Eric Westervelt, NPR
Iraqi tanks are still part of the landscape in Baghdad's Sadr City.
Iraqi tanks are still part of the landscape in Baghdad's Sadr City. Eric Westervelt, NPR
After weeks of sometimes fierce combat in Sadr City, American and Iraqi soldiers are starting to rebuild the southern sector of the Shiite slum.
The goal is to make the southern area a model for the rest of Sadr City, which remains a hotbed of anti-American sentiment.
U.S. commanders are working to jumpstart Iraqi civilian government involvement. But so far it's mostly been an American-led effort.
Iraqi tanks and concrete blast walls guard southern Sadr City along al Quds Street, which the Americans call "Route Gold."
The temperature soared well over 100 on a recent day. But in a hallway of a makeshift outpost of bullet-riddled buildings, Iraqi and American soldiers in full battle gear perked up in the heat: Maj. Gen. Jeffery Hammond, commander of Baghdad forces, was awarding five Americans the Bronze Star.
The fighting is not over in Sadr City. While the general pinned medals on the soldiers, an armored vehicle was positioned to block potential sniper fire into the hallway.
But the fighting has calmed down enough, for now, that Americans are aggressively turning attention to rebuilding the southern section of Sadr City, called Jameela.
"What the people are telling us is that they're sick of the fighting, they're tired of the fighting," says Lt. Col. Frank Curtis, who commands the 432 Civil Affairs Battalion. "They want to go back to a normal life. They're asking the coalition forces to get them just a normal life."
Curtis' unit is spearheading reconstruction efforts, including an office where locals can file compensation claims. So far, more 30 Iraqis have filed and eight claims for property damage have been paid out.

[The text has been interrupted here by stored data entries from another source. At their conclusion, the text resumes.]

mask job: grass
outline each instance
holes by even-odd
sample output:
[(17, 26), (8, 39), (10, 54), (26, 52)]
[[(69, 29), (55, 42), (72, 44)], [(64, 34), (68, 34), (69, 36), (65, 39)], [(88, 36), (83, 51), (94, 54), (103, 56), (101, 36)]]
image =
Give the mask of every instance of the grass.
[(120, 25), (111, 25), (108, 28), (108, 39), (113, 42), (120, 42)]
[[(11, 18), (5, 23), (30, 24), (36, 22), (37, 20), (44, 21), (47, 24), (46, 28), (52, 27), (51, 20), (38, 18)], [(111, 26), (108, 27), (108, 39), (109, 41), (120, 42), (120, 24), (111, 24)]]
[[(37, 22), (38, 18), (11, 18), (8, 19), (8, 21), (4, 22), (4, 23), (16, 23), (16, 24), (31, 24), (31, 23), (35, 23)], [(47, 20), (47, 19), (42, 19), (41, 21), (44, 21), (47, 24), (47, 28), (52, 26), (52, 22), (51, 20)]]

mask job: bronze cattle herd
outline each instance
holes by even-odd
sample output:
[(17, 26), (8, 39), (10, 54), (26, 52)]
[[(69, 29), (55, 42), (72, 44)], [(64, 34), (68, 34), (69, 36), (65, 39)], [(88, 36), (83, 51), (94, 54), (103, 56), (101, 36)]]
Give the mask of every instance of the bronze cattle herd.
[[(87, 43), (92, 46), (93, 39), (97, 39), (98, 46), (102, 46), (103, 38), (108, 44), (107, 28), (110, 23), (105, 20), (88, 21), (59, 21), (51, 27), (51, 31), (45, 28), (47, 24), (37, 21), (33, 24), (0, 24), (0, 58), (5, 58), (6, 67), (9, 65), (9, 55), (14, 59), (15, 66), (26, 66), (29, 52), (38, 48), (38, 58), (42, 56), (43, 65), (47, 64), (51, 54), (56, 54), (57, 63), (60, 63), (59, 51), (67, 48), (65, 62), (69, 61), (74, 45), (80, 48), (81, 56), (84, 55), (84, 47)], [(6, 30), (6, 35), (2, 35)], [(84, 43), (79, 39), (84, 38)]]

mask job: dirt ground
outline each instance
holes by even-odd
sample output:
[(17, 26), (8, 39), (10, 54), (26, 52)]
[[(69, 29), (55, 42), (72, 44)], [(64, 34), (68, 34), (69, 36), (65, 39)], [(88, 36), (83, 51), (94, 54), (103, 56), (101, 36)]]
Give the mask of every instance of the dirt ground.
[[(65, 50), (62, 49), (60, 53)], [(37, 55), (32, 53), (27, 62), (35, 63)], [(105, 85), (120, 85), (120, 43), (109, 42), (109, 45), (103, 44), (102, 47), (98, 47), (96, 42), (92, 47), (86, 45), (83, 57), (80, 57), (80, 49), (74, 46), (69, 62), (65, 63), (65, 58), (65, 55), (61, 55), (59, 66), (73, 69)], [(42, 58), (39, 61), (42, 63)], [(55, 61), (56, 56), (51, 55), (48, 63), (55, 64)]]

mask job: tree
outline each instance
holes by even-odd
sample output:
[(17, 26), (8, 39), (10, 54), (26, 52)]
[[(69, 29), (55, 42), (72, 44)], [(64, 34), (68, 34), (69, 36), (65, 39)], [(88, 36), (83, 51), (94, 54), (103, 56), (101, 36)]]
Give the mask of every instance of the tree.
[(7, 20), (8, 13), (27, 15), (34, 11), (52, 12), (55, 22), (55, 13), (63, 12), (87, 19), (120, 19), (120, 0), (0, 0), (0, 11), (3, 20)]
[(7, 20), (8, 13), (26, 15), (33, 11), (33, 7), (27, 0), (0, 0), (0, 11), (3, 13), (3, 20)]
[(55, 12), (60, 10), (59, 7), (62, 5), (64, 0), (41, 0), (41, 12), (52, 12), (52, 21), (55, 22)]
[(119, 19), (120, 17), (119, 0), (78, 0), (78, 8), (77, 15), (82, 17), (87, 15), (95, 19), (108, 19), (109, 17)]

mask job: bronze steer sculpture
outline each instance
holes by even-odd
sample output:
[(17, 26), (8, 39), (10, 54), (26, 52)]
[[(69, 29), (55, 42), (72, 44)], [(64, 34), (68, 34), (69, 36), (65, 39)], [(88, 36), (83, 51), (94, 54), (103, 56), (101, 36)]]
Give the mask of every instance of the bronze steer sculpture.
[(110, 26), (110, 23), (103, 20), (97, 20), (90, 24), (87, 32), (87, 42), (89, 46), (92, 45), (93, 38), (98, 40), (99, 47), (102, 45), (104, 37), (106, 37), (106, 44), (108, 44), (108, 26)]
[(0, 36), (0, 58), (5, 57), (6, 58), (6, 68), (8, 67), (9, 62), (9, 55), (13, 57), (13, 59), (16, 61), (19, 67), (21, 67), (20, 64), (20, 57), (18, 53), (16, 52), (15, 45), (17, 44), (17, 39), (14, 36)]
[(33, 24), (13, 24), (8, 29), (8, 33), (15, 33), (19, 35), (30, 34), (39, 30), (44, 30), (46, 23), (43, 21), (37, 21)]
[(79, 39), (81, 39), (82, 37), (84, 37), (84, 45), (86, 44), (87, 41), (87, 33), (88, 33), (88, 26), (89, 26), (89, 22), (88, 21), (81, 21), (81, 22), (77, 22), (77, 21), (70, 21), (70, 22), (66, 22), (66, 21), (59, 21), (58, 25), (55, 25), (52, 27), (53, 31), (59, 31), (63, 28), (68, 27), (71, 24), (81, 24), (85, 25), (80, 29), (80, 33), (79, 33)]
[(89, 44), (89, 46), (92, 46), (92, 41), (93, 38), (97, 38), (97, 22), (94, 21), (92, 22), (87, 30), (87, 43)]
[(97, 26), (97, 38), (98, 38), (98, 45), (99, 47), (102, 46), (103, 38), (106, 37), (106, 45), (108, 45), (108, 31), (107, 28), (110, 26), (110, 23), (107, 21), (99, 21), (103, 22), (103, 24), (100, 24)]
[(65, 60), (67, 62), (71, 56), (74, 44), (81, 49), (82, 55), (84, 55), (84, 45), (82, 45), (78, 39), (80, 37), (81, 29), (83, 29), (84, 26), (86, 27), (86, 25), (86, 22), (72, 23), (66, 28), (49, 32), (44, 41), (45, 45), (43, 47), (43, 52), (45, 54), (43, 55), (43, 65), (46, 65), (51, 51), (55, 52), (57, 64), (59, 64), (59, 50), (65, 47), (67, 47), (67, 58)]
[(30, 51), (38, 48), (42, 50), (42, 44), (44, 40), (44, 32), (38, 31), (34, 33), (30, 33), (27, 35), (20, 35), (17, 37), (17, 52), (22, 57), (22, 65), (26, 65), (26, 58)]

Jameela is home to Baghdad's largest wholesale vegetable and fruit market — part of which was burned and badly damaged during recent fighting. The U.S. is helping to get this key economic engine back up. New lights are being installed on main road next to the market.
Across Iraq, American funded local security groups, mainly formed in Sunni areas, have proved key to taming the insurgency. An effort is now underway to hire 270 locals for a Shiite "Sons of Iraq." Hammond is working with local Sheiks to try to move the process into high gear.
The Americans recently offered a free medical clinic. Iraqi soldiers have been handing out American humanitarian assistance packages, including clothing, shoes and other goods. But so far, it has largely been a U.S.-led and American-funded effort.
The military has funded a temporary program to pick up trash, but basic sewage, trash and electricity services remain shoddy — and there are fears that American efforts to fix things could end up weakening the Iraqi government in the eyes of locals.
A U.S. team is reaching out to the municipal and neighborhood governments and the mayor of Baghdad, but so far, Lt. Col. Dennis Kennedy says, it has been a struggle.
"We continue to engage them, we do talk to them on the phone," Kennedy says of local officials. "We do encourage them to come meet with us."
Throughout the U.S. war in Iraq, a senior commander has often been required to deliver a message face to face. So Gen. Hammond made a surprise visit to an Iraqi army base and talked to Maj. Gen. Muntheer, the commander of the Iraqi Army's 11th Division.
"We need to call the mayor and have him meet us here tomorrow so he can demonstrate leadership right here," Hammond said.
"We'll call the mayor, yes," the Iraqi general told his American counterpart.
Hammond then tapped his hand gently on the knee of Muntheer to emphasize his point.
"He needs to know that we'll be here at nine o'clock and we'll be very disappointed if he can't be here at nine," Hammond said. "The prime minister needs this to happen."
While the reconstruction for this southern section of Sadr City is slowly taking off, the strategy leaves out a massive section of the Shiite slum.
The northern area — the biggest piece of Sadr City — is still firmly in the hands of Muqtada al Sadr's Mehdi Army militia.
Sadr has made efforts to restore the chronically shoddy services there central to his movement's growth and power. Commanders say any rebuilding effort northward will proceed only as security conditions allow. As one commander put it: "I'm a realist ... We need to control what we can control."